Dared greatly, lately?

A well-known quote from President Theodore Roosevelt exhorts:

“It’s not the critic who counts; not the man who points out how the strong man stumbles or where the doer of deeds could have done them better.  The credit belongs to the person who is in the arena.  Whose face is marred with dust and sweat and blood; who strives valiantly …who at the best knows  the triumph of high achievement, and who at the worst, if he fails, at least fails while daring greatly…

Look around in the arena of education and and you see a world of people:  grappling with new initiatives, setting lofty goals, and striving to learn and do new things.
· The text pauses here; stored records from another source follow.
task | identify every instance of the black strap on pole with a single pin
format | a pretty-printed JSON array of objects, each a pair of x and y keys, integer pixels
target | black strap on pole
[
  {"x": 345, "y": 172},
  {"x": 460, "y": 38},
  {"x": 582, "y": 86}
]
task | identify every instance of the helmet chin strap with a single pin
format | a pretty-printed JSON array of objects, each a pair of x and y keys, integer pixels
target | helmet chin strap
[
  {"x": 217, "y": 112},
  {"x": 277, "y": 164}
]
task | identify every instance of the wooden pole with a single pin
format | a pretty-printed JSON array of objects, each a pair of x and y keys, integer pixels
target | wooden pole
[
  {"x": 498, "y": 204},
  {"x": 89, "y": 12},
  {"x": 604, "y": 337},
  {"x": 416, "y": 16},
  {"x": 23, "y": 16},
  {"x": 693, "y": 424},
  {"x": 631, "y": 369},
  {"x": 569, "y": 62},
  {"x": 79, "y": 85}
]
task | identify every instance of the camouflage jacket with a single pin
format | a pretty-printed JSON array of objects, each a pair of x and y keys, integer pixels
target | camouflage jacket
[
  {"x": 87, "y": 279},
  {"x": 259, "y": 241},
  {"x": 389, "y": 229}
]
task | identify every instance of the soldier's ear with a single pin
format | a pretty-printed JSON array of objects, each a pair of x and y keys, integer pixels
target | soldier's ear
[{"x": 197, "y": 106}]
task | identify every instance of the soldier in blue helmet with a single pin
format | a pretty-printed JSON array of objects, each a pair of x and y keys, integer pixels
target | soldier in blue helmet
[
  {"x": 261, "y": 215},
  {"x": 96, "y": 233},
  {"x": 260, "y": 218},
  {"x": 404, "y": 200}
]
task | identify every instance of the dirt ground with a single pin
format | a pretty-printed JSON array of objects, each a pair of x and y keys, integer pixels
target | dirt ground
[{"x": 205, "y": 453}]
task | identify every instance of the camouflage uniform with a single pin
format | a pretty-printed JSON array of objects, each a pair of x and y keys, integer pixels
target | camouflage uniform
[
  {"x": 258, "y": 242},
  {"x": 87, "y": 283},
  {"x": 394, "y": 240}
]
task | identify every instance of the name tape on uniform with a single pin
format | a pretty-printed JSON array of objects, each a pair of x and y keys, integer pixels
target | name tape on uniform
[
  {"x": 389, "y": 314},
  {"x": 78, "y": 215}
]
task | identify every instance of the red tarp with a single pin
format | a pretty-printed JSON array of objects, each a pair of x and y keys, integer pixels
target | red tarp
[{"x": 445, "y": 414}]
The cynics among us might say – “we’ve seen this before,” “this too shall pass,”  “same idea with a different name.”  It is indeed tempting to become cynical when one magic bullet after another speeds by.  I, too, have jumped on the cynic’s bandwagon at times.  But was the original idea a bad one – or was the implementation just flawed?  Excellent ideas with sloppy implementation become fodder for the cynics.

Yet aren’t the hopes and goals of these initiatives worth fighting for?  Don’t we believe in what these efforts are trying to accomplish?  Do we really ever want to stop believing that all kids can learn, that things can be better, that we can make a difference?  When we stop believing that, isn’t it time to do something else?

Sure – a lot of ideas are not well thought-through and way too many good ones are poorly implemented.   Clearly, “daring greatly” is not in itself sufficient.  But without it, worthwhile change is unlikely to even be attempted.  I am grateful for all those who dare greatly – in any realm.  These are the people who refuse to let the prospect of imperfection prevent the promise of progress.

In this year, I resolve to salute and support those leaders who “dare greatly”: those leaders that persevere to do the right things with clear and transparent thinking, those that set goals and remain focused despite rampant cynicism and those that develop the skills and trust of those around them to develop, implement and support ideas that will help all kids learn, do things better and make a difference.  May we never stop “daring greatly” in our own big or humble ways!

How will you “dare greatly” this year?